Anselmo está em observação, com ventilação não invasiva. O celular dele toca sem parar. Horas depois, já com catéter nasal, ele toma uma bronca da esposa pelo telefone. Eu vou te matar! Por que não deu notícia?!. Não podia falar por causa da máscara! Não importa, dê seus pulos! O povo acha graça e ele dá uma piscadela.

Leopoldo piora muito, Maurício R2 liga para a família e os avisa da iminência da morte. Em minutos chegam dois filhos, uma filha e a esposa. O protocolo não permite despedidas. Rasguem-se os protocolos. Paula, a enfermeira da unidade, assente. E se estivesse no lugar deles? Máscara para todos, eles o observam através de janela de acrílico da sala emergência. Joana I6 de um lado, Maurício R2 do outro. Todos acenam um tchau ritmado, devagarinho, amoroso.  Amor, abre o olho! Adeus, papai! Muito obrigado, pai! Você foi o melhor pai do mundo! Vai com Deus, papai! A gente vai se encontrar em breve, meu amor! Por que ele não abre os olhos?
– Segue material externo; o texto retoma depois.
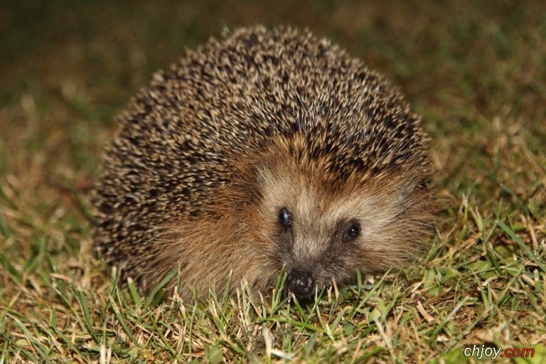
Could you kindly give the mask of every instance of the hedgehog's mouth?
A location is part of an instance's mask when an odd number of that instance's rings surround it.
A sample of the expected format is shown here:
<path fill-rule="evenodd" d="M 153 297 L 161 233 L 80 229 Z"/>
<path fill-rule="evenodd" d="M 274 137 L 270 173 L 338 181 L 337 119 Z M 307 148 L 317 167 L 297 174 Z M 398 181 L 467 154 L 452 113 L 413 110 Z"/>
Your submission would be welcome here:
<path fill-rule="evenodd" d="M 294 269 L 288 274 L 284 283 L 284 294 L 294 294 L 300 301 L 310 301 L 314 296 L 316 281 L 308 270 Z"/>

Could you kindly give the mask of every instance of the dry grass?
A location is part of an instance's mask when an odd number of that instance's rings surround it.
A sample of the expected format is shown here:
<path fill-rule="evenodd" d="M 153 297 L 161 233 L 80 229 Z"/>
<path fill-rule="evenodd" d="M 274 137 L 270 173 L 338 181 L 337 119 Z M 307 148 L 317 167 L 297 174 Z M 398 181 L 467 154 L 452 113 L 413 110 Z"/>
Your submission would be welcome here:
<path fill-rule="evenodd" d="M 0 363 L 473 363 L 473 344 L 546 363 L 543 4 L 68 4 L 0 11 Z M 334 38 L 425 117 L 445 201 L 434 247 L 304 307 L 119 289 L 87 222 L 113 117 L 186 46 L 256 23 Z"/>

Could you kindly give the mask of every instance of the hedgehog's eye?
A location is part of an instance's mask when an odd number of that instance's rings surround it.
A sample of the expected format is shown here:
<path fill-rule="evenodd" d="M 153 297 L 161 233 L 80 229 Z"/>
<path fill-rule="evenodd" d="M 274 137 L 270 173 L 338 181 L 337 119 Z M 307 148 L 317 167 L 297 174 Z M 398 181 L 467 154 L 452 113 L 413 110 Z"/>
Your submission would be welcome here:
<path fill-rule="evenodd" d="M 345 232 L 350 239 L 354 239 L 360 233 L 360 225 L 358 223 L 352 223 Z"/>
<path fill-rule="evenodd" d="M 287 229 L 292 225 L 292 217 L 287 208 L 282 208 L 279 210 L 279 223 L 283 228 Z"/>

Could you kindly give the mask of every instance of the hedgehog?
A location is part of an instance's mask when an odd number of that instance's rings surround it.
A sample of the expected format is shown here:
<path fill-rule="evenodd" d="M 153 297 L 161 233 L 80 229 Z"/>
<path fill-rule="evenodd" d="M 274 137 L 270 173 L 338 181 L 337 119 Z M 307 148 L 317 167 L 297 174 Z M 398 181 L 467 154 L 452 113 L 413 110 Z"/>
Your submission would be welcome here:
<path fill-rule="evenodd" d="M 225 31 L 156 73 L 118 123 L 94 240 L 143 292 L 176 272 L 166 287 L 185 299 L 242 284 L 269 294 L 284 274 L 304 299 L 428 247 L 421 117 L 308 30 Z"/>

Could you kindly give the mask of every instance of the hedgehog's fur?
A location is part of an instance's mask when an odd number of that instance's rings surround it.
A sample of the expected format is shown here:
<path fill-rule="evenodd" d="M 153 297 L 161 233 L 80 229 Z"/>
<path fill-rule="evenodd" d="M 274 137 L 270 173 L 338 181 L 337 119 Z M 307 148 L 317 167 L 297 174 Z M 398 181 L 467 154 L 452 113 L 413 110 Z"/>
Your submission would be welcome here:
<path fill-rule="evenodd" d="M 120 117 L 94 203 L 101 255 L 180 294 L 284 267 L 296 295 L 397 267 L 426 247 L 427 137 L 378 74 L 289 28 L 211 39 Z"/>

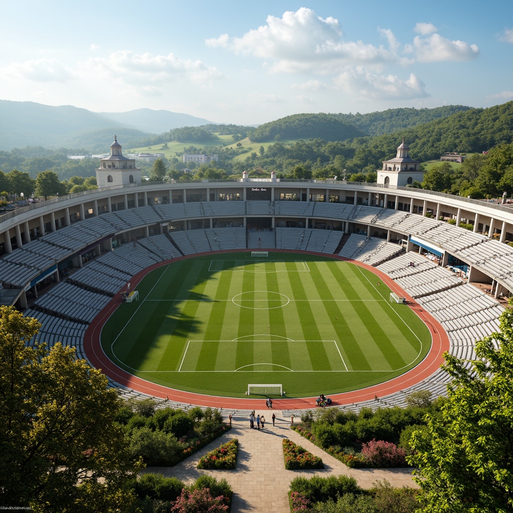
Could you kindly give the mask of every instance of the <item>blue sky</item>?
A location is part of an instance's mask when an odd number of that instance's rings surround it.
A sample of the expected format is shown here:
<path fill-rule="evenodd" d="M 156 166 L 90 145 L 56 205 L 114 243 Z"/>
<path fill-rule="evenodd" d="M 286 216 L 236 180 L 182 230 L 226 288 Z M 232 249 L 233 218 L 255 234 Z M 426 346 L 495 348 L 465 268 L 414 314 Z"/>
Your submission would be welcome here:
<path fill-rule="evenodd" d="M 2 11 L 2 100 L 238 124 L 513 100 L 510 1 L 27 0 Z"/>

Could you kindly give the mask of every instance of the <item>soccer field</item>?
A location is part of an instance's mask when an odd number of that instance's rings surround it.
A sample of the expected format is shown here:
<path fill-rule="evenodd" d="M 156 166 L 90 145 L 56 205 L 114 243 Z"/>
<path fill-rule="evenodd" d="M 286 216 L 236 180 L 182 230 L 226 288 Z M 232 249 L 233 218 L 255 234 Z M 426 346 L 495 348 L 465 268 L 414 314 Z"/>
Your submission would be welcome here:
<path fill-rule="evenodd" d="M 106 354 L 173 388 L 241 397 L 248 383 L 281 383 L 296 398 L 387 381 L 428 352 L 427 326 L 390 303 L 370 271 L 315 255 L 250 255 L 198 256 L 149 273 L 140 301 L 121 304 L 104 326 Z"/>

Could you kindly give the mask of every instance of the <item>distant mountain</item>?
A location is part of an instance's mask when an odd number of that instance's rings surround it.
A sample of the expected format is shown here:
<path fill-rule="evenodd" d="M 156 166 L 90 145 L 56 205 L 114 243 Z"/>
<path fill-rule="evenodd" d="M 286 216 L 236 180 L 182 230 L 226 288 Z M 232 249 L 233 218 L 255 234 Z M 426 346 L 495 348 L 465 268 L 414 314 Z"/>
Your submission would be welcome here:
<path fill-rule="evenodd" d="M 211 121 L 202 117 L 195 117 L 194 116 L 180 112 L 172 112 L 169 110 L 136 109 L 127 112 L 98 113 L 105 117 L 113 120 L 116 125 L 130 126 L 137 130 L 151 133 L 161 133 L 163 132 L 169 132 L 173 128 L 199 127 L 212 123 Z"/>
<path fill-rule="evenodd" d="M 139 109 L 119 114 L 92 112 L 71 105 L 0 100 L 0 150 L 42 146 L 108 151 L 117 135 L 125 148 L 172 128 L 199 126 L 207 120 L 165 110 Z M 109 134 L 106 136 L 106 134 Z"/>

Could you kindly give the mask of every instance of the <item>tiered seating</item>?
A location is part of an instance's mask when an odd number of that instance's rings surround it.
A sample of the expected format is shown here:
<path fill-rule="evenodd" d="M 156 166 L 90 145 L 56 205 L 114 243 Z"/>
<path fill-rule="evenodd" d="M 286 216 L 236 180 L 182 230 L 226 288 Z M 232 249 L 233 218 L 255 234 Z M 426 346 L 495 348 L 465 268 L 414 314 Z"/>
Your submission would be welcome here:
<path fill-rule="evenodd" d="M 161 256 L 163 260 L 170 260 L 179 254 L 176 248 L 165 235 L 145 237 L 139 239 L 137 242 L 153 254 Z"/>
<path fill-rule="evenodd" d="M 207 228 L 205 232 L 215 250 L 246 249 L 246 228 Z"/>
<path fill-rule="evenodd" d="M 130 280 L 131 276 L 128 273 L 106 265 L 98 259 L 74 272 L 68 281 L 85 288 L 90 287 L 113 294 Z"/>
<path fill-rule="evenodd" d="M 109 296 L 61 282 L 35 302 L 38 309 L 68 320 L 90 323 L 110 301 Z"/>
<path fill-rule="evenodd" d="M 51 347 L 57 342 L 61 342 L 63 345 L 76 347 L 78 357 L 85 358 L 82 340 L 87 328 L 87 325 L 32 309 L 27 310 L 24 315 L 26 317 L 36 318 L 41 323 L 39 332 L 29 341 L 27 345 L 33 346 L 36 342 L 44 342 L 47 347 Z"/>

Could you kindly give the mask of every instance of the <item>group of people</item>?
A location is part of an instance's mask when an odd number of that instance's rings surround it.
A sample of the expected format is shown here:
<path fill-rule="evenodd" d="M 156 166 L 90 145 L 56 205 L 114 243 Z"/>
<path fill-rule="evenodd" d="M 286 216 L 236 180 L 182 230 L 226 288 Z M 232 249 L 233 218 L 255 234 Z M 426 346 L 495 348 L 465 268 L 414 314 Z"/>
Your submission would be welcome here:
<path fill-rule="evenodd" d="M 276 420 L 276 416 L 272 414 L 272 425 L 274 425 L 274 422 Z M 255 410 L 253 410 L 249 416 L 249 427 L 252 429 L 255 427 L 255 422 L 256 423 L 256 428 L 260 429 L 261 426 L 263 429 L 265 427 L 265 417 L 263 415 L 255 415 Z"/>
<path fill-rule="evenodd" d="M 324 397 L 323 393 L 319 394 L 319 397 L 315 399 L 315 405 L 324 408 L 327 404 L 331 404 L 331 400 L 329 398 Z"/>

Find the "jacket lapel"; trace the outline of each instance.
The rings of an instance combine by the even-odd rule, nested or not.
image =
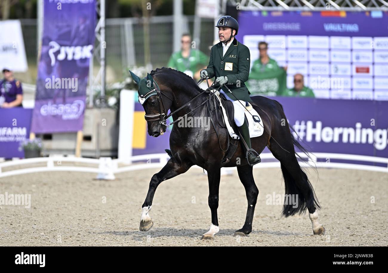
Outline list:
[[[238,44],[238,42],[237,41],[237,40],[235,38],[233,39],[233,41],[232,42],[232,44],[229,46],[229,48],[228,48],[228,50],[227,51],[226,53],[225,53],[225,55],[223,55],[223,57],[221,57],[221,60],[223,60],[225,57],[227,56],[229,56],[229,55],[232,53],[233,50],[237,48],[237,45]],[[222,56],[222,45],[221,45],[221,56]]]
[[[218,50],[218,53],[220,53],[220,58],[222,58],[222,53],[223,52],[222,50],[222,43],[218,43],[217,44],[217,49]]]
A família chora, as enfermeiras choram, Joana I6 e Maurício R2 choram, os pacientes que aguardam triagem choram. Eu, mais duro, pego mais uma ficha e chamo pelo nome.
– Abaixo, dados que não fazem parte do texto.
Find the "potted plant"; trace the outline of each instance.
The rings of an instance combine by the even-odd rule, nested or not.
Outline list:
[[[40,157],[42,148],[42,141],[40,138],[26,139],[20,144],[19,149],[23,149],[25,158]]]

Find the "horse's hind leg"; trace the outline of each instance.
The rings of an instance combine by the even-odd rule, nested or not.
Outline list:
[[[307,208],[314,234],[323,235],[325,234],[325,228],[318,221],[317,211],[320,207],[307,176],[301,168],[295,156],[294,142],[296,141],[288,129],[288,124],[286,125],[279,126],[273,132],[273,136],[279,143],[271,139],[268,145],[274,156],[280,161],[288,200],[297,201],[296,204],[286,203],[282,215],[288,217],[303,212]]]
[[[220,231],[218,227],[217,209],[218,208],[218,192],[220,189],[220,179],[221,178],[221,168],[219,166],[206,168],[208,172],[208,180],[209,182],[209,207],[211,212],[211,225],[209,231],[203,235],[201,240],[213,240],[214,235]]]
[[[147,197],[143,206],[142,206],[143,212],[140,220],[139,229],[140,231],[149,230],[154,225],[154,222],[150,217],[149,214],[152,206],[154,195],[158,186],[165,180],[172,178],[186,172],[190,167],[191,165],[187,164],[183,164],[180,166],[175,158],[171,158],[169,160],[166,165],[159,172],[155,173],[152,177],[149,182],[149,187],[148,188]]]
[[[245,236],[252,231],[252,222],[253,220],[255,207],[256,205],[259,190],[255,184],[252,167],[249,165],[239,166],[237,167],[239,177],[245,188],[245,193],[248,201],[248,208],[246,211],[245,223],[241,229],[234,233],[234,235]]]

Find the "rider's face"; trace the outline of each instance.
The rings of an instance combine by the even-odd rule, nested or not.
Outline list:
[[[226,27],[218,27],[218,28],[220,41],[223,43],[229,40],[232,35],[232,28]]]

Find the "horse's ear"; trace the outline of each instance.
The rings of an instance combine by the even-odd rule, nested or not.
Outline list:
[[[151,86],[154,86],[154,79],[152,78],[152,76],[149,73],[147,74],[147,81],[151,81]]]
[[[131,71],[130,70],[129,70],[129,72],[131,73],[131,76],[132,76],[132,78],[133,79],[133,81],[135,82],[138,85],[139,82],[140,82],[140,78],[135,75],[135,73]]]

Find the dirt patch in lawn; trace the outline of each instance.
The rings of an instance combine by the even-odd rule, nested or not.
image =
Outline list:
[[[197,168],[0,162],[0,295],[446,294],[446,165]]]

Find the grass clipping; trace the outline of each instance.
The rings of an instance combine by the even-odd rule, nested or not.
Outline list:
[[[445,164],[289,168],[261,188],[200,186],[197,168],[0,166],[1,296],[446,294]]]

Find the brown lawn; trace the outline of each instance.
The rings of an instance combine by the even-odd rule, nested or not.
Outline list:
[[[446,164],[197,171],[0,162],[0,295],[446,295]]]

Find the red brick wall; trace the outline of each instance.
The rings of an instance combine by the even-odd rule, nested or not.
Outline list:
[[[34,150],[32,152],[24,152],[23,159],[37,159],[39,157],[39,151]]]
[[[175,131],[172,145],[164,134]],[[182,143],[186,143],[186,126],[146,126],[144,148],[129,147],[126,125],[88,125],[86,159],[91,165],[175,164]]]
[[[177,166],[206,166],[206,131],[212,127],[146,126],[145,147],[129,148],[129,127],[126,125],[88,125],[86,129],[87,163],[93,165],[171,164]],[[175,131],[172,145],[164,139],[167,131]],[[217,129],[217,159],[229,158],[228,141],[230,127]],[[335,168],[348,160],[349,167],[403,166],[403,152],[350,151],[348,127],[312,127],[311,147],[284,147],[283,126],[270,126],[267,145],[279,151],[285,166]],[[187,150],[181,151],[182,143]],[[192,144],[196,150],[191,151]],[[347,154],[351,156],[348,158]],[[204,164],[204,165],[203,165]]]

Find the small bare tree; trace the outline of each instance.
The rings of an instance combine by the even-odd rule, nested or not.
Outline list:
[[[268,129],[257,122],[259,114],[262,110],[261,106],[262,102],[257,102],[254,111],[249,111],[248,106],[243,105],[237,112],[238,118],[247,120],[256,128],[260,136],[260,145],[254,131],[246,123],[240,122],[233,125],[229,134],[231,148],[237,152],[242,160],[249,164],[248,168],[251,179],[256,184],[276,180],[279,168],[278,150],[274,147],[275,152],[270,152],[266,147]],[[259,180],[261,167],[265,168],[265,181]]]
Começo a explicar o fluxo –só atendemos casos graves. Enquanto falo concentrado para coordenar a respiração e as palavras, meus olhos me traem e inundam. O paciente não grave entende que precisa procurar uma unidade de pronto-atendimento e agradece.

Organizo a passagem de plantão, abro no computador a tela da central de regulação para checar as vagas oferecidas para os nossos pedidos: zero vagas cedidas no dia. Passamos os casos, com a retaguarda ainda mais cheia, inclusive com pessoas recebendo oxigênio em cadeiras enquanto aguardam maca.
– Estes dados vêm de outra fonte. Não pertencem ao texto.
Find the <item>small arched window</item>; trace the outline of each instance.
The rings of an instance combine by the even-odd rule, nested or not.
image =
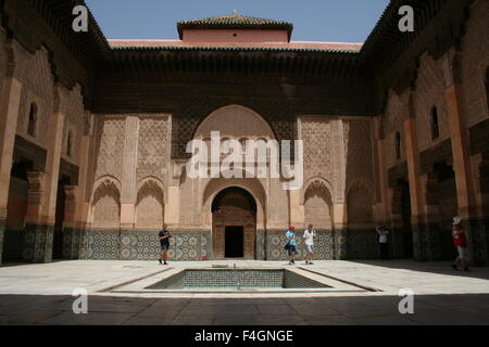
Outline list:
[[[401,133],[396,131],[396,159],[401,158]]]
[[[73,133],[68,130],[66,138],[66,155],[72,156]]]
[[[37,124],[37,105],[36,103],[30,104],[29,110],[29,121],[27,125],[27,133],[33,138],[36,137],[36,124]]]
[[[430,125],[431,125],[431,140],[437,140],[440,137],[440,125],[438,118],[438,110],[437,106],[431,108],[430,114]]]

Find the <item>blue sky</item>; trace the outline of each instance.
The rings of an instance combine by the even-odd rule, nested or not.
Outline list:
[[[294,25],[292,40],[364,42],[389,0],[86,0],[110,39],[176,39],[176,23],[230,14]]]

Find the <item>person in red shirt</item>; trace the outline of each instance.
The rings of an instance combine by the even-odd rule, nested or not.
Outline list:
[[[459,270],[459,264],[460,264],[460,265],[462,265],[462,267],[464,268],[465,271],[469,271],[466,260],[465,260],[467,242],[466,242],[464,228],[460,224],[461,221],[462,221],[462,218],[460,218],[460,217],[453,218],[452,237],[453,237],[453,245],[456,247],[459,256],[456,257],[455,261],[453,262],[452,268],[454,270]]]

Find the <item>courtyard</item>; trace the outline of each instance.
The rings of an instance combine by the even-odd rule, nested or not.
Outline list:
[[[137,290],[185,269],[279,269],[327,279],[329,292],[212,288]],[[449,262],[216,260],[200,262],[73,260],[0,268],[0,324],[130,325],[425,325],[489,324],[489,269],[457,272]],[[88,313],[75,314],[75,288]],[[414,313],[401,314],[401,288],[414,292]]]

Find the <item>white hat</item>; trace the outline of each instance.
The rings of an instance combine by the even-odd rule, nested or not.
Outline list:
[[[455,217],[455,218],[453,218],[453,226],[460,224],[461,221],[462,221],[462,218],[461,218],[461,217]]]

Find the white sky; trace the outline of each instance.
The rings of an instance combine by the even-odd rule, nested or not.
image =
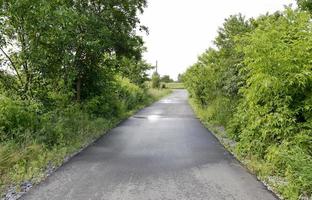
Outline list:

Na saída do plantão um amigo pede suporte por mensagem de telefone. Eu digo que está difícil, mas tentaria ajudar. Ele só quer uma orientação: uma amiga nossa com Covid-19 foi encontrada morta em casa. Ele queria saber o que dizer às duas pessoas que encontraram o seu corpo e tentaram reanimar. Eu mando uma mensagem de áudio soluçada e tremida com algumas sugestões.

No carro, antes da partida, repasso brevemente o noticiário e observo os gráficos de evolução da pandemia: recorde de casos e mortes, como minha experiência sugeria. No caminho de casa costumo ouvir Bethânia, Milton ou Racionais, ao sabor do dia. Agora só o silêncio me abraçaria.

Em casa encontro minha família, todos tensos com o dia de confinamento. Agora eu e os filhotes nos embolamos. Eles exigem: papai, está na hora de nossa aventura, conta uma história da caatinga!

Eu apago a luz e narro coisas de minha infância em Cansanção, sertão da Bahia, tempos em que eu era invulnerável, brincava com onças, caçava lobisomens ferozes e presenciava as façanhas mágicas dos curadores. Aí encontro minha Cordisburgo ou invento minha Macondo. Com as crianças no peito, entre risadinhas e gritinhos de susto, eu pego no sono antes delas. Eu queria contar uma estória de amor. Quem sabe eu tenha contado alguma história de amor?